Mastro Catrame scosse il capo e parve immergersi in profondi
pensieri. Un funebre silenzio seguì quella paurosa narrazione; eravamo tutti
vivamente impressionati e i nostri occhi scorrevano il mare indiano, temendo di
scorgere ad ogni istante quella misteriosa fiamma.
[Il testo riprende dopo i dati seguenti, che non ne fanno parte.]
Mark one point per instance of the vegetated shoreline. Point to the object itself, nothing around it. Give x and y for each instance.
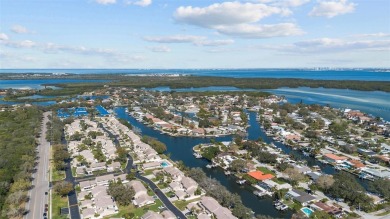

Anche il capitano taceva.
Mastro Catrame stette alcuni minuti raccolto, poi, alzando
lentamente il capo e fissando il capitano, gli chiese:
- Non ridete ora?
Guardammo l'interrogato: aveva il capo chino sul petto, le
braccia strettamente incrociate, e pareva che facesse uno sforzo straordinario
per sciogliere quell'enigma.
- Non ridete? - ripeté il vecchio.
Nemmeno questa volta il capitano rispose; egli pensava sempre.
Un sorriso di trionfo apparve sulle labbra di papà Catrame.
Scese dal barile, si mise sotto il braccio la sua bottiglia semivuota e se
n'andò senza guardarci.
Ma mentre scendeva la scala che metteva nella stiva, udivamo
risuonare, ad intervalli, il suo riso beffardo.